For the past several years, folks in the HR space have had to pay special attention to the language in their handbooks and employment policies out of fear of violating rules established by a series of decisions from the National Labor Relations Board (NLRB). Those decisions established a tough standard for evaluating facially neutral employment policies that complied with their interpretations of labor law. Combined with an aggressive NLRB enforcement strategy, employers have understandably been on edge with respect to their workplace rules and policies.
Under that standard, the NLRB found that employers violated the National Labor Relations Act (NLRA) by maintaining workplace rules that did not explicitly prohibit protected activities, were not adopted in response to such activities, and were not applied to restrict such activities, if the rules would be “reasonably construed” by an employee to prohibit the exercise of his or her NLRA right to engage in “protected, concerted activity.”
On December 14, 2017, however, the NLRB replaced that standard with a new one. In The Boeing Company, 365 NLRB No. 154 (2017), the NLRB established a new test for workplace rules and policies: when evaluating a facially neutral policy, rule or handbook provision that, when reasonably interpreted, would potentially interfere with the exercise of NLRA rights, the NLRB will evaluate two things: (i) the nature and extent of the potential impact on NLRA rights, and (ii) legitimate justifications associated with the rule.
This standard is much more favorable to employers. Many policies which would have violated the previous standard will now be considered appropriate and lawful.

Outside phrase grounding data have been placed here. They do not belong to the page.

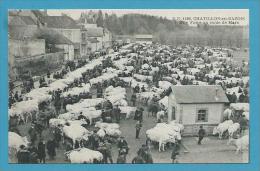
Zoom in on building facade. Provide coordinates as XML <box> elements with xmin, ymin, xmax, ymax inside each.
<box><xmin>168</xmin><ymin>85</ymin><xmax>229</xmax><ymax>135</ymax></box>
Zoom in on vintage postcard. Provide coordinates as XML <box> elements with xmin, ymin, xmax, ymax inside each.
<box><xmin>7</xmin><ymin>9</ymin><xmax>249</xmax><ymax>164</ymax></box>
<box><xmin>0</xmin><ymin>1</ymin><xmax>259</xmax><ymax>171</ymax></box>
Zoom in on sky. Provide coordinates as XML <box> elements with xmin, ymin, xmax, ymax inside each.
<box><xmin>47</xmin><ymin>9</ymin><xmax>249</xmax><ymax>26</ymax></box>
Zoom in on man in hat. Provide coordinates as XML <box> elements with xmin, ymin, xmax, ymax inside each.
<box><xmin>171</xmin><ymin>143</ymin><xmax>180</xmax><ymax>163</ymax></box>
<box><xmin>117</xmin><ymin>152</ymin><xmax>126</xmax><ymax>163</ymax></box>
<box><xmin>46</xmin><ymin>138</ymin><xmax>57</xmax><ymax>160</ymax></box>
<box><xmin>135</xmin><ymin>121</ymin><xmax>142</xmax><ymax>139</ymax></box>
<box><xmin>97</xmin><ymin>142</ymin><xmax>108</xmax><ymax>163</ymax></box>
<box><xmin>198</xmin><ymin>125</ymin><xmax>206</xmax><ymax>145</ymax></box>
<box><xmin>131</xmin><ymin>93</ymin><xmax>137</xmax><ymax>106</ymax></box>
<box><xmin>118</xmin><ymin>136</ymin><xmax>129</xmax><ymax>154</ymax></box>
<box><xmin>139</xmin><ymin>144</ymin><xmax>153</xmax><ymax>164</ymax></box>
<box><xmin>137</xmin><ymin>144</ymin><xmax>147</xmax><ymax>159</ymax></box>
<box><xmin>17</xmin><ymin>145</ymin><xmax>30</xmax><ymax>163</ymax></box>
<box><xmin>104</xmin><ymin>139</ymin><xmax>113</xmax><ymax>163</ymax></box>
<box><xmin>239</xmin><ymin>115</ymin><xmax>248</xmax><ymax>135</ymax></box>
<box><xmin>114</xmin><ymin>105</ymin><xmax>121</xmax><ymax>123</ymax></box>
<box><xmin>97</xmin><ymin>84</ymin><xmax>103</xmax><ymax>98</ymax></box>
<box><xmin>37</xmin><ymin>140</ymin><xmax>46</xmax><ymax>163</ymax></box>
<box><xmin>141</xmin><ymin>85</ymin><xmax>146</xmax><ymax>92</ymax></box>
<box><xmin>134</xmin><ymin>84</ymin><xmax>140</xmax><ymax>93</ymax></box>
<box><xmin>28</xmin><ymin>144</ymin><xmax>39</xmax><ymax>164</ymax></box>
<box><xmin>28</xmin><ymin>124</ymin><xmax>37</xmax><ymax>145</ymax></box>
<box><xmin>138</xmin><ymin>108</ymin><xmax>144</xmax><ymax>122</ymax></box>
<box><xmin>14</xmin><ymin>91</ymin><xmax>19</xmax><ymax>102</ymax></box>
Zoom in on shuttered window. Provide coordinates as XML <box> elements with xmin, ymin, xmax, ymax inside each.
<box><xmin>196</xmin><ymin>108</ymin><xmax>208</xmax><ymax>122</ymax></box>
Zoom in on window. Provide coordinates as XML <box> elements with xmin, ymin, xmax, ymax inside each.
<box><xmin>196</xmin><ymin>109</ymin><xmax>208</xmax><ymax>122</ymax></box>
<box><xmin>172</xmin><ymin>107</ymin><xmax>176</xmax><ymax>120</ymax></box>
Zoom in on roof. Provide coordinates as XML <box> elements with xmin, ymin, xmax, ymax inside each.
<box><xmin>135</xmin><ymin>34</ymin><xmax>153</xmax><ymax>39</ymax></box>
<box><xmin>42</xmin><ymin>16</ymin><xmax>81</xmax><ymax>29</ymax></box>
<box><xmin>87</xmin><ymin>27</ymin><xmax>103</xmax><ymax>37</ymax></box>
<box><xmin>35</xmin><ymin>28</ymin><xmax>73</xmax><ymax>45</ymax></box>
<box><xmin>9</xmin><ymin>25</ymin><xmax>73</xmax><ymax>45</ymax></box>
<box><xmin>31</xmin><ymin>10</ymin><xmax>46</xmax><ymax>24</ymax></box>
<box><xmin>9</xmin><ymin>16</ymin><xmax>36</xmax><ymax>26</ymax></box>
<box><xmin>171</xmin><ymin>85</ymin><xmax>229</xmax><ymax>104</ymax></box>
<box><xmin>31</xmin><ymin>10</ymin><xmax>45</xmax><ymax>18</ymax></box>
<box><xmin>9</xmin><ymin>25</ymin><xmax>38</xmax><ymax>40</ymax></box>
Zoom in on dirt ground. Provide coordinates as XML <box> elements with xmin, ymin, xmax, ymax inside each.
<box><xmin>9</xmin><ymin>87</ymin><xmax>248</xmax><ymax>164</ymax></box>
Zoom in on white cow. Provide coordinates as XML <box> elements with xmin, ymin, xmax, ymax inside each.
<box><xmin>168</xmin><ymin>120</ymin><xmax>184</xmax><ymax>133</ymax></box>
<box><xmin>65</xmin><ymin>148</ymin><xmax>103</xmax><ymax>163</ymax></box>
<box><xmin>228</xmin><ymin>135</ymin><xmax>249</xmax><ymax>154</ymax></box>
<box><xmin>8</xmin><ymin>132</ymin><xmax>29</xmax><ymax>151</ymax></box>
<box><xmin>156</xmin><ymin>110</ymin><xmax>165</xmax><ymax>120</ymax></box>
<box><xmin>213</xmin><ymin>120</ymin><xmax>233</xmax><ymax>139</ymax></box>
<box><xmin>223</xmin><ymin>108</ymin><xmax>233</xmax><ymax>120</ymax></box>
<box><xmin>95</xmin><ymin>122</ymin><xmax>121</xmax><ymax>137</ymax></box>
<box><xmin>228</xmin><ymin>123</ymin><xmax>240</xmax><ymax>139</ymax></box>
<box><xmin>146</xmin><ymin>123</ymin><xmax>182</xmax><ymax>152</ymax></box>
<box><xmin>62</xmin><ymin>123</ymin><xmax>91</xmax><ymax>148</ymax></box>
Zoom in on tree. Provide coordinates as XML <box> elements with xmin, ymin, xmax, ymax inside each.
<box><xmin>96</xmin><ymin>10</ymin><xmax>104</xmax><ymax>27</ymax></box>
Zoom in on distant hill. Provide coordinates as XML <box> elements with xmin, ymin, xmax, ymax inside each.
<box><xmin>79</xmin><ymin>11</ymin><xmax>248</xmax><ymax>48</ymax></box>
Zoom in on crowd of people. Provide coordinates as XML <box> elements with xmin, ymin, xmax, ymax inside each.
<box><xmin>9</xmin><ymin>42</ymin><xmax>249</xmax><ymax>164</ymax></box>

Additionally, the NLRB also announced three categories of rules will be delineated to provide greater clarity and certainty to employees, employers, and unions:
- Category 1: This will include rules that the NLRB designates as lawful to maintain, either because (i) the rule, when reasonably interpreted, does not prohibit or interfere with the exercise of NLRA rights; or (ii) the potential adverse impact on protected rights is outweighed by justifications associated with the rule. (An example of a Category 1 rules is the no-camera requirement maintained by Boeing in the case.)

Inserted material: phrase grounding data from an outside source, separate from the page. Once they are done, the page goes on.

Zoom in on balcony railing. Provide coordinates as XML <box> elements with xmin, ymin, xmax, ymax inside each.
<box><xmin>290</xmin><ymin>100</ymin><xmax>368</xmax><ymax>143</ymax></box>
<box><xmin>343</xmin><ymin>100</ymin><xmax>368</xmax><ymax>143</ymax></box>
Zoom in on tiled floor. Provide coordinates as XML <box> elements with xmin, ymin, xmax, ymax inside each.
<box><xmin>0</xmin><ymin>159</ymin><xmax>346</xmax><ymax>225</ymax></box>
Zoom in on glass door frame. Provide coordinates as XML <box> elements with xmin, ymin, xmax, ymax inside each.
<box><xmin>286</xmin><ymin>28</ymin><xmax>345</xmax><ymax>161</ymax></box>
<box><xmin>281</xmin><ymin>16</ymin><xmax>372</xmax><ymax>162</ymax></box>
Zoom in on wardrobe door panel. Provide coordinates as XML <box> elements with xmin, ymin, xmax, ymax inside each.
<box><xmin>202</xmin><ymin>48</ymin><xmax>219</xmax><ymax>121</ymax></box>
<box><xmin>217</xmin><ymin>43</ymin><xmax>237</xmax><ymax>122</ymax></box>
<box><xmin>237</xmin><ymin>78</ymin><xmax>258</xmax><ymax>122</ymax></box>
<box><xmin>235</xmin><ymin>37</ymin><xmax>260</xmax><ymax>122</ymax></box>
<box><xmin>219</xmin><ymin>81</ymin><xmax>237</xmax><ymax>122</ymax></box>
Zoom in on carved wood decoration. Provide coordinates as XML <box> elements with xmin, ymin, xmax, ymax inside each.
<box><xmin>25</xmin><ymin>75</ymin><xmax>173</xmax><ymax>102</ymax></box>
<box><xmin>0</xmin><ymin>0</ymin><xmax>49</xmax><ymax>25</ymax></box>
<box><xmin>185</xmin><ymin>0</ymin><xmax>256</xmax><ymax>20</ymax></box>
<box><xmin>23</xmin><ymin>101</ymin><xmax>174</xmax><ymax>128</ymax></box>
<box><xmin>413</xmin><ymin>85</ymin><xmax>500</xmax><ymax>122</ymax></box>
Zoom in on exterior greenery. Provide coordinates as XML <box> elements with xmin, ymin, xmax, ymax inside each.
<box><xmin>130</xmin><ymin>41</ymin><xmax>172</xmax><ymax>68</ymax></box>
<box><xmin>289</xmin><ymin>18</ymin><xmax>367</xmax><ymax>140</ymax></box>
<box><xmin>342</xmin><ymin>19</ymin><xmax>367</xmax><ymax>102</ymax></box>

- Category 2: This will include rules that warrant individualized scrutiny in each case as to whether the rule would prohibit or interfere with NLRA rights, and if so, whether any adverse impact on NLRA-protected conduct is outweighed by legitimate justifications.
- Category 3: This will include rules that the NLRB will designate as unlawful to maintain because they would prohibit or limit NLRA-protected conduct, and the adverse impact on NLRA rights is not outweighed by justifications associated with the rule.

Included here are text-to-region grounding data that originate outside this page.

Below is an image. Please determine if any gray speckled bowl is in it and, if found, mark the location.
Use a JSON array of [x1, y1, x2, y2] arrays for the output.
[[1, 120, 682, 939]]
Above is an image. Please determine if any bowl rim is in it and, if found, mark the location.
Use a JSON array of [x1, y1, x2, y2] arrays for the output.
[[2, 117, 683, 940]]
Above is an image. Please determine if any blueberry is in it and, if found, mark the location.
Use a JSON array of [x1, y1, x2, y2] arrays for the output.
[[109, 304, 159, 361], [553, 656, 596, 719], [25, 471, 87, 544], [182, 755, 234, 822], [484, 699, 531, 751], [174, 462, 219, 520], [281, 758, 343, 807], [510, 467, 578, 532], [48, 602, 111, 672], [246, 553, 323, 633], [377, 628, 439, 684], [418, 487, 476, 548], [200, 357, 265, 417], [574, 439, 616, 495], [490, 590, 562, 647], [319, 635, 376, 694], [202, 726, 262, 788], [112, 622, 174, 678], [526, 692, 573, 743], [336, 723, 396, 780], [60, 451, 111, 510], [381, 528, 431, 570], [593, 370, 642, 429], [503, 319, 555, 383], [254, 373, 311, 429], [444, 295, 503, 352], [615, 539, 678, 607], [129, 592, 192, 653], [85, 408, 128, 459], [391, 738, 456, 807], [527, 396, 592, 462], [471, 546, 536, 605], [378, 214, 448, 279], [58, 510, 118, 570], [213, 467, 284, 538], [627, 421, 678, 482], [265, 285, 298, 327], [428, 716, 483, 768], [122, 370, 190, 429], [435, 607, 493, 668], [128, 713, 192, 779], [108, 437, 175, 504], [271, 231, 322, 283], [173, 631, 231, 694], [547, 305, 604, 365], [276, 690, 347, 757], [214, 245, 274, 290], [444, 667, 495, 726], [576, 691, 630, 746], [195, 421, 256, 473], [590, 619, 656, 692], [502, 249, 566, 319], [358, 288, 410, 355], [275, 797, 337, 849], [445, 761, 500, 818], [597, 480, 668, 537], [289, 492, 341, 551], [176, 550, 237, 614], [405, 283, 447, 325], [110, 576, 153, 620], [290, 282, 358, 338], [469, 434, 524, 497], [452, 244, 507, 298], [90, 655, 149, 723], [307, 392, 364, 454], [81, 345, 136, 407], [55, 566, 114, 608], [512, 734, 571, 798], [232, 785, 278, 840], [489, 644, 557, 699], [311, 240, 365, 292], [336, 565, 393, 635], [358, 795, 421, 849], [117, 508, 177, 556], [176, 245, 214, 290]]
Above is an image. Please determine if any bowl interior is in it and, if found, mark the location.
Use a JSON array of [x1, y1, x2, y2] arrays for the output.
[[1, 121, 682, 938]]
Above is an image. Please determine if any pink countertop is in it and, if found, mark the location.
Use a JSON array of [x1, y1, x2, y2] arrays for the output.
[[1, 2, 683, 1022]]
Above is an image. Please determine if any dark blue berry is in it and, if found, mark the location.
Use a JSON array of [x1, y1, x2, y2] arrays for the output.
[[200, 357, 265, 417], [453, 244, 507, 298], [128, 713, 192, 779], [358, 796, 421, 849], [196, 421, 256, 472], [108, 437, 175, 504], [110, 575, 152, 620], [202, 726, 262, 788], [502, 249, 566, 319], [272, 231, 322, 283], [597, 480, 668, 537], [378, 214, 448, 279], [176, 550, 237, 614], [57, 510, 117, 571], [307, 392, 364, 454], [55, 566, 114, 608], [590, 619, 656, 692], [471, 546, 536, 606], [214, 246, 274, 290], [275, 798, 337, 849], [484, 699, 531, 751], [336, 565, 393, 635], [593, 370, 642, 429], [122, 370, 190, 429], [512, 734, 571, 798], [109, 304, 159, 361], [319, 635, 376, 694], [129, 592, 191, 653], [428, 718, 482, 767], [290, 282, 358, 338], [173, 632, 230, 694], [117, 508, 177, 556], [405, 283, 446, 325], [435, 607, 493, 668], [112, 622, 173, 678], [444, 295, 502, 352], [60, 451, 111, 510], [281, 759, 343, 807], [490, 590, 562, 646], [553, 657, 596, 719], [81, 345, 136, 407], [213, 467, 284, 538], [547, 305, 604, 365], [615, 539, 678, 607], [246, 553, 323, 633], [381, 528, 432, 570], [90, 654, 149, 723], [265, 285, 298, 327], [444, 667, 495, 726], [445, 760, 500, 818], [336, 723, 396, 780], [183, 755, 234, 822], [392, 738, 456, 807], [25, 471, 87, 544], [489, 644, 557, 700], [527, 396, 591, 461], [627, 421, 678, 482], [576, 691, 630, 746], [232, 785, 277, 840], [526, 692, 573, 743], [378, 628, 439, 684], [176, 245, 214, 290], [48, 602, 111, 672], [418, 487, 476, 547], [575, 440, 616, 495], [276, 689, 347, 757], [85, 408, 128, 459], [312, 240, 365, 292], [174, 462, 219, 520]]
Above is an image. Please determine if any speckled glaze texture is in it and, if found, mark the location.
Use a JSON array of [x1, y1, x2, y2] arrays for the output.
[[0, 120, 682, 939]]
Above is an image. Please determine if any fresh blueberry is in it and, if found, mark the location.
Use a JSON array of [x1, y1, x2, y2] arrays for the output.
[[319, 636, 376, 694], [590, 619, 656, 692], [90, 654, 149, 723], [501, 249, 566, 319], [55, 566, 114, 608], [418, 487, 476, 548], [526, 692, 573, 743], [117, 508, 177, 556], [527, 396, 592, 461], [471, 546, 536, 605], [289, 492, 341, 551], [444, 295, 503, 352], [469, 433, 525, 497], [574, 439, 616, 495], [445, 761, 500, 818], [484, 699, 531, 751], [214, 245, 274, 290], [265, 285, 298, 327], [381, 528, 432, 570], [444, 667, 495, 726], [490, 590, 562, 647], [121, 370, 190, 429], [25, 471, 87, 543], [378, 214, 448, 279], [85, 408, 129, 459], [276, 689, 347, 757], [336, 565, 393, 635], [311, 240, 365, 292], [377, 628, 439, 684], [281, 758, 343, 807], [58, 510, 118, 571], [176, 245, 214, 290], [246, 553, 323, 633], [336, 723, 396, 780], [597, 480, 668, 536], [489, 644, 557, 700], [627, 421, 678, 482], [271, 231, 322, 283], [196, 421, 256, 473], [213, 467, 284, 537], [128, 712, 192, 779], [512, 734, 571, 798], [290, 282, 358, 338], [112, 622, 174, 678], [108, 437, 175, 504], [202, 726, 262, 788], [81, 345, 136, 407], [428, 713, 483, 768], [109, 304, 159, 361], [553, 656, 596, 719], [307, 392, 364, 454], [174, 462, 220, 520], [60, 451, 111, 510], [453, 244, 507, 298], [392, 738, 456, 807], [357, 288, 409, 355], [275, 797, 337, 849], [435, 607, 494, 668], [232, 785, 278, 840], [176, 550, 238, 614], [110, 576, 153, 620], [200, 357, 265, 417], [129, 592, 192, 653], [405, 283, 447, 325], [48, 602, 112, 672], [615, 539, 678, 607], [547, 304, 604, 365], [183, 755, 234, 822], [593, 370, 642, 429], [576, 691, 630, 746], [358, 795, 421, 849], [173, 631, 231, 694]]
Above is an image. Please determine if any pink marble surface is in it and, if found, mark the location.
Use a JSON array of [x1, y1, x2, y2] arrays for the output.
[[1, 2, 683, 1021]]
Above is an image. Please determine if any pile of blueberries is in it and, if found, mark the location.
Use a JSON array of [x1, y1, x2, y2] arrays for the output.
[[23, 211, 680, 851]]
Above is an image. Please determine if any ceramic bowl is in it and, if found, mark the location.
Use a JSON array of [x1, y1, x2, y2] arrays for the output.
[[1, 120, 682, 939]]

In the Boeing case, the NLRB concluded that Boeing lawfully maintained a no-camera rule that prohibited employees from using camera-enabled devices to capture images or video without a valid business need and an approved camera permit. The NLRB explained that the rule potentially affected the exercise of NLRA rights, but that the impact was comparatively slight and outweighed by important justifications, including national security concerns.
Overall, while employer policies and rules must still be evaluated to ensure compliance with the NLRA, such policies and rules will now be judged under much less stringent standards than they have been for the past several years, which is very good news indeed for employers.